5 common myths about epilepsy

The Epilepsy is a common neurological condition that affects around 1 to 2 percent of the world population. Being a very frequent problem is of medical care and treatment of time, so it is listed as a public health problem.


Myths About Epilepsy
A patient with epilepsy had seizures or attacks repeatedly with varying frequency, due to excessive discharge of neurons.

From that starts, epilepsy has paroxysmal manifestations, i.e. start abruptly, lasting from a few seconds up to two minutes, the person recovers, highlights the neurologist.

There is crisis where the brevity of the event makes it difficult the identification of epilepsy, as well as violent crises such as seizures that impacts people located around.

Epilepsy is not contagious!
Importantly, this condition is considered as the third most common neurological disorder, has various manifestations and causes, so it is common that there are myths around, like these:

  1. It is a supernatural phenomenon
  2. It is a divine punishment
  3. It’s contagious
  4. It is synonymous with insanity or mental retardation
  5. It is the product of witchcraft.

Even another myth that arises on this neurological condition is that patients may be aggressive or violent, but it leads to people with epilepsy are stigmatized and rejected in the social environment.

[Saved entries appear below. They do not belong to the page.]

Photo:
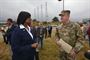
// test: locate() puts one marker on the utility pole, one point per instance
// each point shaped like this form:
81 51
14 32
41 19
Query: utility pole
46 12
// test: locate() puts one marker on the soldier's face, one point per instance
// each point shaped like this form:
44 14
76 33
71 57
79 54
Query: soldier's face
64 18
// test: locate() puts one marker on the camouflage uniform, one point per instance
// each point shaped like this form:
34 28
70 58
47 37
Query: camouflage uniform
70 33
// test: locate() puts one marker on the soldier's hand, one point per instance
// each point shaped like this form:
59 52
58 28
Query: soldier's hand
34 45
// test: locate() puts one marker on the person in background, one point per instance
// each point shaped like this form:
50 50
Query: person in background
40 35
23 42
4 50
9 31
70 33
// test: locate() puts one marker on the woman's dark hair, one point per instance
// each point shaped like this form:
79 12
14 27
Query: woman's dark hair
22 17
9 19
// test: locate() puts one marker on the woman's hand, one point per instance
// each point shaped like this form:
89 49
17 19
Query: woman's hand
72 53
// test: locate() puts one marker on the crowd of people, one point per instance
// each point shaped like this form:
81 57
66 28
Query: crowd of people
25 39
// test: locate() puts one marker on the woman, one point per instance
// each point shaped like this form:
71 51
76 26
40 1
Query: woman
23 41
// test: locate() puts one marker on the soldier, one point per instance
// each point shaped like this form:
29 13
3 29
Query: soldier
70 33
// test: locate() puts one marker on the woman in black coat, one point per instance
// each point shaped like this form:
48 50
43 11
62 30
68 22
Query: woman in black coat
23 41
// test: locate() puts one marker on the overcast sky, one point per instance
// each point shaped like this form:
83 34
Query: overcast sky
11 8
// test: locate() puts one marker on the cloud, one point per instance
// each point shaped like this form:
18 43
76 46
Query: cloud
11 8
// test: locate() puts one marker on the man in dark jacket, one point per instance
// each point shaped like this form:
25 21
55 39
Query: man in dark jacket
9 31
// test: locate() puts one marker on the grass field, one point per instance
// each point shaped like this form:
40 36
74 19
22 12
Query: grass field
49 52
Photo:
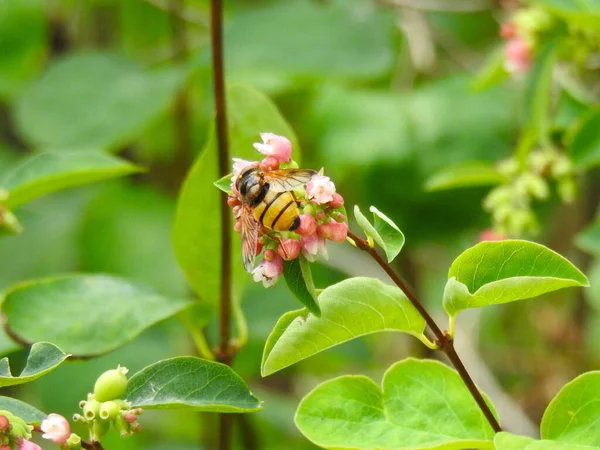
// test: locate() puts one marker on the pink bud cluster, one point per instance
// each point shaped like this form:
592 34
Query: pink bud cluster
518 52
320 218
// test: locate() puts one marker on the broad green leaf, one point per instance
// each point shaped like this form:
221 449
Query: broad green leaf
465 175
585 147
43 358
192 383
197 229
224 184
508 441
352 308
506 271
47 172
384 232
493 71
420 405
298 277
537 95
572 416
94 100
21 409
85 315
23 43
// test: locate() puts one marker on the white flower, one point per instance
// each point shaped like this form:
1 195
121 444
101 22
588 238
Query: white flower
56 428
320 189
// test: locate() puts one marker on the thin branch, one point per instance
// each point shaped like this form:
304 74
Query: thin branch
445 341
225 353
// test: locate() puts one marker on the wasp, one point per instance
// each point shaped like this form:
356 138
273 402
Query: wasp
267 201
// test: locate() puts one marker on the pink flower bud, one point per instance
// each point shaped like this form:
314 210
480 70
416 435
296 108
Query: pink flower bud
490 235
23 444
340 231
56 428
337 202
268 271
270 254
277 146
289 249
269 163
308 225
320 189
517 54
508 30
233 201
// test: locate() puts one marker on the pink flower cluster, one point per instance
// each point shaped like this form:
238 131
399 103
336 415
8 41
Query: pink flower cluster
320 218
518 52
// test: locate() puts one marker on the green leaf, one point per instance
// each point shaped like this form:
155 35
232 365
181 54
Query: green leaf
43 358
21 409
47 172
298 277
224 184
94 100
537 95
97 313
421 404
352 308
572 416
197 229
506 271
585 147
465 175
190 383
493 71
385 232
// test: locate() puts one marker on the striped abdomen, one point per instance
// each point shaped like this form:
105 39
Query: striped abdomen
278 211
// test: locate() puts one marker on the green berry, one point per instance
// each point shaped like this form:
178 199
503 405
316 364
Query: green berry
111 385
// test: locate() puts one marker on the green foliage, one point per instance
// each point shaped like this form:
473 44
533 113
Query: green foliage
97 313
491 273
193 384
46 172
196 231
585 147
465 175
21 409
298 277
383 231
110 99
421 404
43 358
349 309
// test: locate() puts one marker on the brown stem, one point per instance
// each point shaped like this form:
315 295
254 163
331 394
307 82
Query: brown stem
225 353
445 341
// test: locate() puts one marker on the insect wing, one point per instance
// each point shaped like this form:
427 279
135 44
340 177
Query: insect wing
287 179
249 233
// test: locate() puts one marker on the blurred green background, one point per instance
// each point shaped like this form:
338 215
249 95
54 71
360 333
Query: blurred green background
380 94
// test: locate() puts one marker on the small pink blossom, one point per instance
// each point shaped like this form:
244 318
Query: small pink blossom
268 271
490 235
312 246
23 444
268 164
508 30
517 55
337 201
277 146
308 225
320 189
289 249
56 428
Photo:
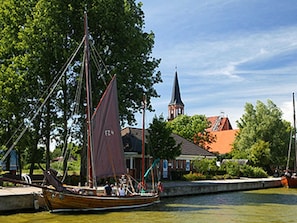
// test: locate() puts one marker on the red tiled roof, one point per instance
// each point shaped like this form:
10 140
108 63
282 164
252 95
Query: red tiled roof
218 123
224 140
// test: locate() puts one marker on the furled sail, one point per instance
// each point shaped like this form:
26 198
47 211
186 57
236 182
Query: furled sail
108 152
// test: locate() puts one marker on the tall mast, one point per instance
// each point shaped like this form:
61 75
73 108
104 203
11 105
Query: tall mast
294 133
143 137
92 181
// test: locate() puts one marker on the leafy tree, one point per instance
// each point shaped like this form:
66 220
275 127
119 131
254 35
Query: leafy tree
161 144
259 154
193 129
262 131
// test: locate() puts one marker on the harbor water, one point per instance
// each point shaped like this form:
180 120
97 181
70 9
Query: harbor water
256 206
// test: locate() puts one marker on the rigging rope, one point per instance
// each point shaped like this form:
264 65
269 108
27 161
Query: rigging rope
44 102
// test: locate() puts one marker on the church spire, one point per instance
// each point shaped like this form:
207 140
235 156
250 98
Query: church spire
176 106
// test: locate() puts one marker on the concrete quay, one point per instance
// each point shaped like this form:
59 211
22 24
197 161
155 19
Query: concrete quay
29 198
174 189
20 198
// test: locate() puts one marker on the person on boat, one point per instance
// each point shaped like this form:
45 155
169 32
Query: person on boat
107 189
160 187
121 191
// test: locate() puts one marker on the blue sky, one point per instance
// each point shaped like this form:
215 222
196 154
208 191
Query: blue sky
227 53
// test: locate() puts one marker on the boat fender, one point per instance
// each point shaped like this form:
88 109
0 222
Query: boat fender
142 185
36 204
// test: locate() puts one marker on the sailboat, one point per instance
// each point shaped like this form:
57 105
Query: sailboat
290 179
105 159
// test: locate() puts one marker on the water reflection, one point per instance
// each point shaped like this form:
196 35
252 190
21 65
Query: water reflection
269 205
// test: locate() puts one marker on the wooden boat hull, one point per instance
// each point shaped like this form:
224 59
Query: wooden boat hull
289 182
60 201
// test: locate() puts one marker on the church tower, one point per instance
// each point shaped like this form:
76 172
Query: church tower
176 106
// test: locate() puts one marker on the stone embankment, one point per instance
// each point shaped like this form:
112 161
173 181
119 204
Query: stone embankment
29 198
172 189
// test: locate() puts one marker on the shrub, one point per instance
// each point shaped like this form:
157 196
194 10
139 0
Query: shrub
205 166
194 176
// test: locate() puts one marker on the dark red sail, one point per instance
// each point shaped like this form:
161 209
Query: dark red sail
108 153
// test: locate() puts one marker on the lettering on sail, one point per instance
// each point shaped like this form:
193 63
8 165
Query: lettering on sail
108 132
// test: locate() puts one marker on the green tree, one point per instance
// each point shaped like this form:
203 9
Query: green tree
161 144
262 130
259 154
193 129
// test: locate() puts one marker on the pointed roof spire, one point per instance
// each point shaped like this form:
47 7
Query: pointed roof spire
175 98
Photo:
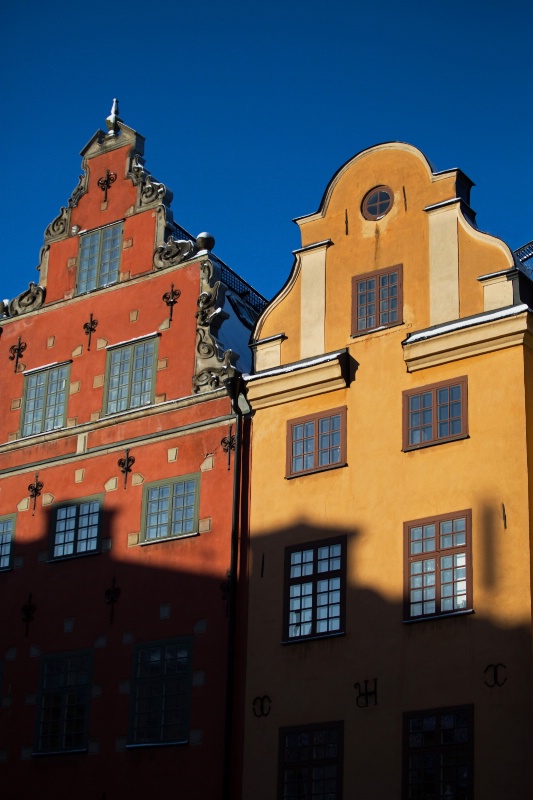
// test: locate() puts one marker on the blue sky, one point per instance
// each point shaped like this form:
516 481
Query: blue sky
249 108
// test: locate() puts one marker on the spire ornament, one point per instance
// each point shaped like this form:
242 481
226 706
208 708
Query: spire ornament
112 120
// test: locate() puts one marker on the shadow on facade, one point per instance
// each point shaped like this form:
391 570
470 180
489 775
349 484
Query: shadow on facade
367 677
382 667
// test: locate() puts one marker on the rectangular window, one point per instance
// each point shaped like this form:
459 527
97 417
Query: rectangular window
311 762
316 442
7 532
161 693
438 558
438 754
63 707
45 400
130 376
76 528
436 413
315 578
377 299
99 258
171 508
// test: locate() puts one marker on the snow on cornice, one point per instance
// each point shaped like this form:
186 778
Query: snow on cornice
296 365
479 319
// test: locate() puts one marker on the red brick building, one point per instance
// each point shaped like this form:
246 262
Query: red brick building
118 535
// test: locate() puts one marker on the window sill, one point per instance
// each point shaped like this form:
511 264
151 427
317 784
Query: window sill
169 538
313 638
377 329
77 750
461 613
326 468
54 560
156 744
434 442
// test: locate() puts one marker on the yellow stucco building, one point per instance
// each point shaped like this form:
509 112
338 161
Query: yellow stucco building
389 646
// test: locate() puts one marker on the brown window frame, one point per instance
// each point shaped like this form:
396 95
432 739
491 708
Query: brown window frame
434 389
377 275
336 579
438 552
438 751
370 215
316 418
308 768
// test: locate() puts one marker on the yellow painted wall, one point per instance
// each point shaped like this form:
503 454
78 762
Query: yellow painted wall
430 663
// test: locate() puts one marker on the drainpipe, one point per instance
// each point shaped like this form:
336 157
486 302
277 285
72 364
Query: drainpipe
235 392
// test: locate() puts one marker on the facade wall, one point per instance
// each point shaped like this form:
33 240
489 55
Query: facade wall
380 663
141 600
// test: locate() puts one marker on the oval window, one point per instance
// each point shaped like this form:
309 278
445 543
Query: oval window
377 202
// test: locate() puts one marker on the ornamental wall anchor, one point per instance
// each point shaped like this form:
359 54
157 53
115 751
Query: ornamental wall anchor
16 351
105 182
35 490
171 298
126 464
89 328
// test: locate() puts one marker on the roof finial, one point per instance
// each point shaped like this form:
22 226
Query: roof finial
112 120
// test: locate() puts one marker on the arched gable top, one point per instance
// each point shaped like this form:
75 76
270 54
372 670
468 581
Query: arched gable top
462 182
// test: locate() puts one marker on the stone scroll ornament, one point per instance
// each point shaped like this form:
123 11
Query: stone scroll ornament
214 367
30 300
173 252
59 226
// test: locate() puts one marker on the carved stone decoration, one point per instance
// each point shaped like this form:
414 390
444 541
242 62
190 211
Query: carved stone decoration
152 192
81 188
213 366
30 300
136 172
173 252
59 226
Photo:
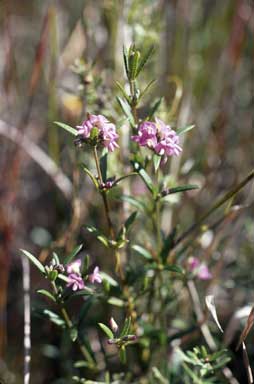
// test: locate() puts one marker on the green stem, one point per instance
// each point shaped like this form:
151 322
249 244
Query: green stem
133 101
217 205
104 195
69 324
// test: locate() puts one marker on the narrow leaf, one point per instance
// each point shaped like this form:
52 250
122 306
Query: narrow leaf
142 251
34 260
124 93
122 355
210 303
154 108
144 59
92 177
125 59
74 253
106 330
149 85
134 202
68 128
181 188
126 110
168 244
104 166
46 293
247 328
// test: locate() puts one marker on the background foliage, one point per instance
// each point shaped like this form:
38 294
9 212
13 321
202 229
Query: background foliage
203 61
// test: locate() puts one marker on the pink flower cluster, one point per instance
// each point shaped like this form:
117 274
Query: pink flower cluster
159 137
75 279
200 270
107 135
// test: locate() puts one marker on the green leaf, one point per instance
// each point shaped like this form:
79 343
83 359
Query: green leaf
125 59
92 177
167 245
133 64
115 301
56 258
127 327
54 317
34 260
142 251
149 85
46 293
74 253
128 223
144 175
134 202
109 279
181 188
104 166
174 268
122 355
182 130
106 330
154 108
68 128
126 110
144 59
156 162
121 88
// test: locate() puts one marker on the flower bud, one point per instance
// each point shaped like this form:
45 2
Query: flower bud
113 325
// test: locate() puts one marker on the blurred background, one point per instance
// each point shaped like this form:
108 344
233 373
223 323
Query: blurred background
204 66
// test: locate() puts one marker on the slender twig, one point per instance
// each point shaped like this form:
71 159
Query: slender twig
39 156
217 205
27 319
69 324
104 194
204 328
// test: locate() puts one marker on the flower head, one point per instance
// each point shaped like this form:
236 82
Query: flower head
96 129
95 276
74 267
75 281
203 272
159 137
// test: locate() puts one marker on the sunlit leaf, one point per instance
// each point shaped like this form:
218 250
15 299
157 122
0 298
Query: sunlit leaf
34 260
67 128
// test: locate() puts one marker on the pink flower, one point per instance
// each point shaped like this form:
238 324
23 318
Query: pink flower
107 135
200 270
159 137
74 267
95 276
203 272
193 263
113 325
75 281
146 135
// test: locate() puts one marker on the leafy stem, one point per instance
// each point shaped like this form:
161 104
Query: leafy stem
69 324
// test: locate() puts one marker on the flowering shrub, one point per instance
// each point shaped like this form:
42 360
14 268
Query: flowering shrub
153 327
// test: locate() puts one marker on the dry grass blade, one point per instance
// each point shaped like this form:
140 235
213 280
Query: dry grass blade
212 309
247 328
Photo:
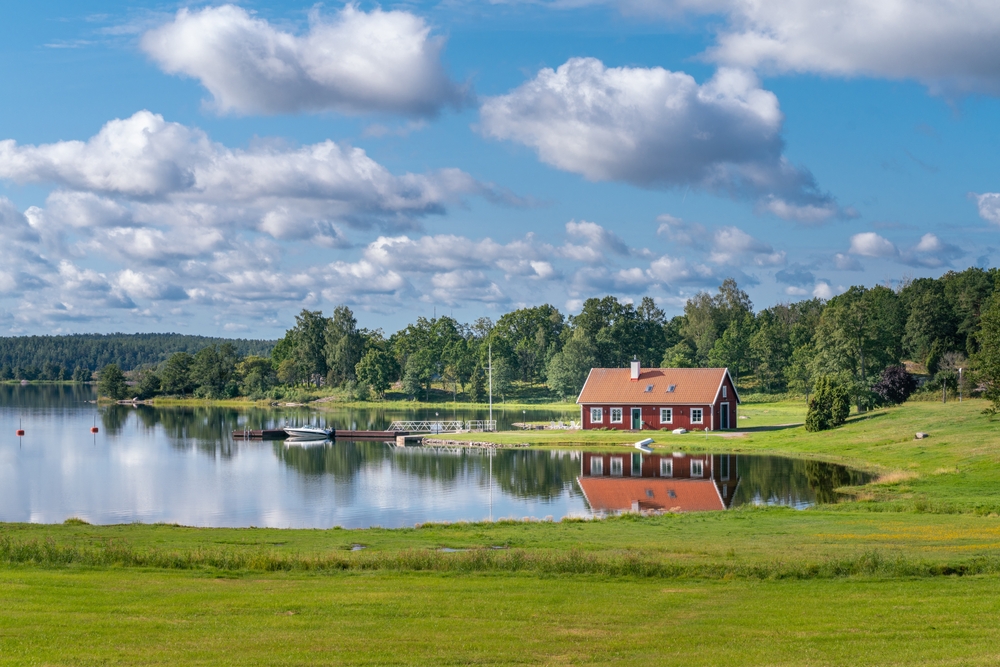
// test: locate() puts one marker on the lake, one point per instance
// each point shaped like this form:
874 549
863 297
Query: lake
181 465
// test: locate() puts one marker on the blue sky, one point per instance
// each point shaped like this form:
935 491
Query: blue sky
213 169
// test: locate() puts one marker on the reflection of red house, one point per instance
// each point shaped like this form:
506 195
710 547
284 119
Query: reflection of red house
650 482
658 398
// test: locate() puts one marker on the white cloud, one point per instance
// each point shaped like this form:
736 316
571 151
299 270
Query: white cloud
823 290
846 263
989 206
148 171
870 244
950 45
733 246
657 128
931 252
358 62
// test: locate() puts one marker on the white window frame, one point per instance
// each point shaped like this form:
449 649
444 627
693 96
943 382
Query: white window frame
596 466
617 466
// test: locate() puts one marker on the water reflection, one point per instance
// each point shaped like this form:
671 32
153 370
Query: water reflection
182 465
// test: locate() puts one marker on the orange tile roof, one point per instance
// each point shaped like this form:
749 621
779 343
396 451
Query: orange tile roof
610 494
692 386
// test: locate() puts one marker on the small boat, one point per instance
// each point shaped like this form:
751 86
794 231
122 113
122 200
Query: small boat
308 432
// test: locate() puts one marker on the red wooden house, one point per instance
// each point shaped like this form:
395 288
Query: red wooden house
632 481
634 399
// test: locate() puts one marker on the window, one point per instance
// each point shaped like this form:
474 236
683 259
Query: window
616 466
597 466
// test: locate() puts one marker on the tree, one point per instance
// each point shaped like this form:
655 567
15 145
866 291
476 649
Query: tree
860 333
256 375
344 345
829 405
986 362
895 385
111 383
175 377
569 368
376 370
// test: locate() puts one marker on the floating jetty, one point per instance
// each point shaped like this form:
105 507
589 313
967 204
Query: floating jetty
279 434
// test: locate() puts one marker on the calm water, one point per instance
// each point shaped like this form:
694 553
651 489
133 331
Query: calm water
180 465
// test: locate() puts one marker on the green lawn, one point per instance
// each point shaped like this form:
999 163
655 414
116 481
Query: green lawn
908 572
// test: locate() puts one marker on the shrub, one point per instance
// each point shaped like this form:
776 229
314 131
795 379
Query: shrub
829 404
895 385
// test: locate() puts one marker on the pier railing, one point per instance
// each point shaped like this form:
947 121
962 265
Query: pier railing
441 426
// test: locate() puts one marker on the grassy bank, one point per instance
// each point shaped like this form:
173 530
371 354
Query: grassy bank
906 572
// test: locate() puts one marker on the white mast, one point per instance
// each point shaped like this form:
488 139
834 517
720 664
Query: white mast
491 382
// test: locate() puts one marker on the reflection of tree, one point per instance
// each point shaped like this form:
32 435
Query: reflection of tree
46 395
825 477
535 474
114 417
791 481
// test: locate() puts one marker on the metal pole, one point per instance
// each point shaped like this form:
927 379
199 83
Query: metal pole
491 381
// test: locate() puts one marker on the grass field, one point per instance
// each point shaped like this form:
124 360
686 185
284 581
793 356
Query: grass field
906 572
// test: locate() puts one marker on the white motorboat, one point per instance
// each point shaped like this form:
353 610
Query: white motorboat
307 432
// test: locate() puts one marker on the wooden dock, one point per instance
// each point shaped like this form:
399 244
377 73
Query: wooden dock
279 434
265 434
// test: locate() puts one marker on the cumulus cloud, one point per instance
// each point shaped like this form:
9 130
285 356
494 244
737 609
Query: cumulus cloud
144 170
356 62
952 46
989 206
655 128
734 246
795 275
870 244
931 252
844 262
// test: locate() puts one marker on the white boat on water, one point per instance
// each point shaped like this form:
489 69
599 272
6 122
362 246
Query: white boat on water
307 432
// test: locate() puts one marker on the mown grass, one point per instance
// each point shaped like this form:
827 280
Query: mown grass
906 572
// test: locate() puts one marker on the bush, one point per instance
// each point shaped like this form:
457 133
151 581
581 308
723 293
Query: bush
829 404
895 385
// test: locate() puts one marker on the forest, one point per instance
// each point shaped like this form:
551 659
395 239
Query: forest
862 348
78 356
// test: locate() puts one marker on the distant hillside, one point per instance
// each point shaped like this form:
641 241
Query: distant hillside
52 357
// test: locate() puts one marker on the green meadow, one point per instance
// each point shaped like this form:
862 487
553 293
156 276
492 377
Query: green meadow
905 571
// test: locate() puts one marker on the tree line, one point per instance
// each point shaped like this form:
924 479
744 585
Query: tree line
77 356
842 345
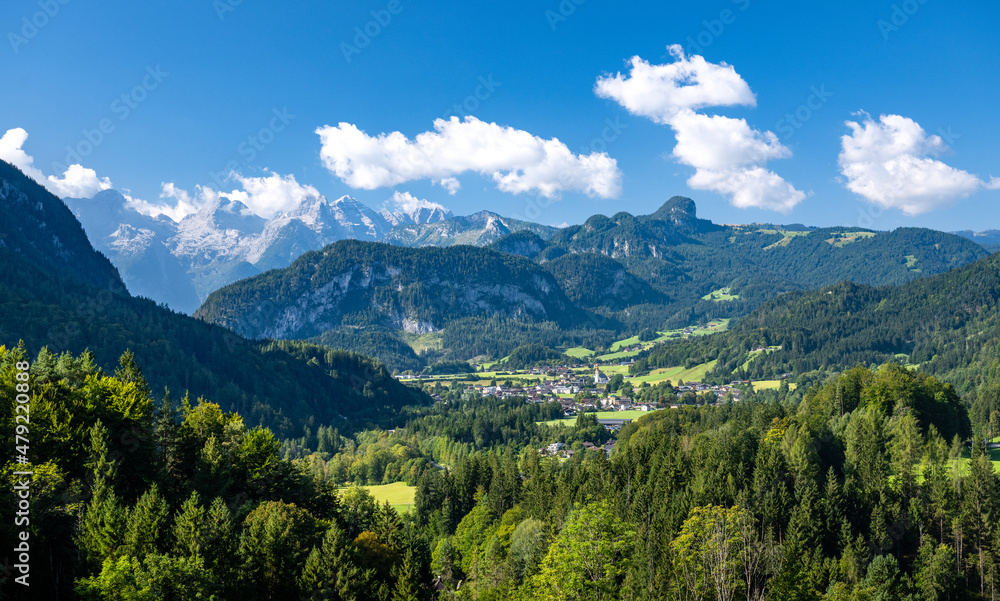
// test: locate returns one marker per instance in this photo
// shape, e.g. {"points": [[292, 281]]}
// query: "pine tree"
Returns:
{"points": [[100, 533], [145, 524]]}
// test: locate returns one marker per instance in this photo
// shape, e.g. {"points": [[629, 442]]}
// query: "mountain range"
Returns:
{"points": [[60, 294], [180, 264], [607, 277]]}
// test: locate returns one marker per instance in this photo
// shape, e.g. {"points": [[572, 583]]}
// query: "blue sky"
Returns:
{"points": [[182, 89]]}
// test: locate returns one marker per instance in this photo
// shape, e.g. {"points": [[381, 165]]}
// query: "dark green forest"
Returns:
{"points": [[860, 487]]}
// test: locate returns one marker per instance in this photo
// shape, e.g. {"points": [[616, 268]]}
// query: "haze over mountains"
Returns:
{"points": [[181, 264]]}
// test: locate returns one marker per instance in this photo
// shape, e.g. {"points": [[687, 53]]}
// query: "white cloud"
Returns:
{"points": [[10, 151], [729, 157], [182, 206], [409, 203], [264, 196], [268, 196], [659, 92], [451, 184], [888, 163], [76, 182], [516, 160]]}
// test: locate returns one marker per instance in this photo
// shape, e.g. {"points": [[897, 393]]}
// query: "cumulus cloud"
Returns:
{"points": [[659, 92], [76, 182], [268, 196], [10, 151], [729, 157], [408, 203], [177, 203], [889, 163], [516, 160], [264, 196]]}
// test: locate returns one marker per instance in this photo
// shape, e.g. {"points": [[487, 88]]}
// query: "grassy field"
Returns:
{"points": [[398, 494], [422, 342], [569, 421], [841, 239], [696, 373], [771, 385], [788, 235], [721, 295]]}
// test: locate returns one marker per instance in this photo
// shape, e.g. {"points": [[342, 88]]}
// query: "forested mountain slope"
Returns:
{"points": [[67, 297], [948, 324], [412, 289]]}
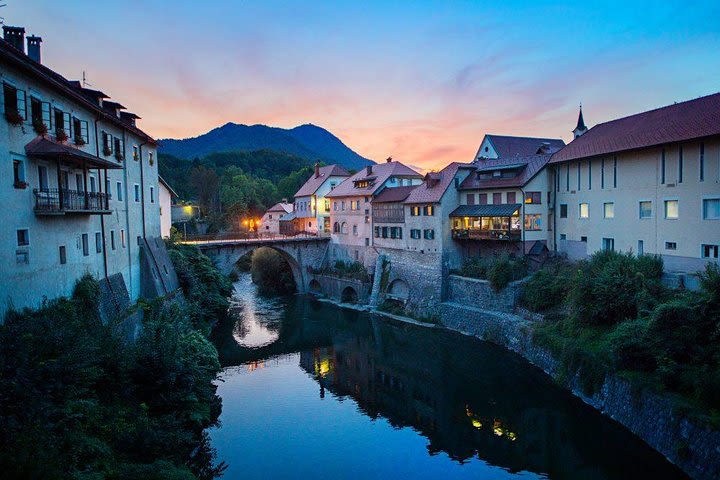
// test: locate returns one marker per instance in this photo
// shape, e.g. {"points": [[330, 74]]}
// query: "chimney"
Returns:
{"points": [[34, 47], [15, 36]]}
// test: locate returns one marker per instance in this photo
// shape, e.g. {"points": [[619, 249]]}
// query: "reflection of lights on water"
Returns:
{"points": [[497, 426]]}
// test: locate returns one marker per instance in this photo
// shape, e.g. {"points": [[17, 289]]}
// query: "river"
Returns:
{"points": [[310, 390]]}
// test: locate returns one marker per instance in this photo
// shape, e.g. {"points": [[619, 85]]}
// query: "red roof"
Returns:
{"points": [[395, 194], [530, 165], [675, 123], [376, 178], [313, 183], [432, 192], [507, 146]]}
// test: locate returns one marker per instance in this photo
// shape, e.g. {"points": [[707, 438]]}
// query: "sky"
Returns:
{"points": [[421, 81]]}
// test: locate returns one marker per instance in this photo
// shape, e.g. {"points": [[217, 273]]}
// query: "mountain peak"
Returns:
{"points": [[308, 141]]}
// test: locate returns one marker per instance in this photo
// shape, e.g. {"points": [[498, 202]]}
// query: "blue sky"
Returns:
{"points": [[421, 81]]}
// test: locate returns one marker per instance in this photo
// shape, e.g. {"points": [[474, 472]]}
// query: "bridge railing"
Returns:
{"points": [[248, 236]]}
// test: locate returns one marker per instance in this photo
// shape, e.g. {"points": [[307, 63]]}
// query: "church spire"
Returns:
{"points": [[580, 128]]}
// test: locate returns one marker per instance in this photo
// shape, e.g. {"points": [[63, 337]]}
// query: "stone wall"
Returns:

However, most people can lead a normal life if they have a proper treatment. Therefore, it is recommended that people suffering from epilepsy with treatment supervised by a specialist in neurology, to avoid side effects.

In this way reduces the discrimination and stigmatization that is against epilepsy. Furthermore, it enables the persons concerned to fully develop their skills and integrate into family, school, labor and social life in a normal way.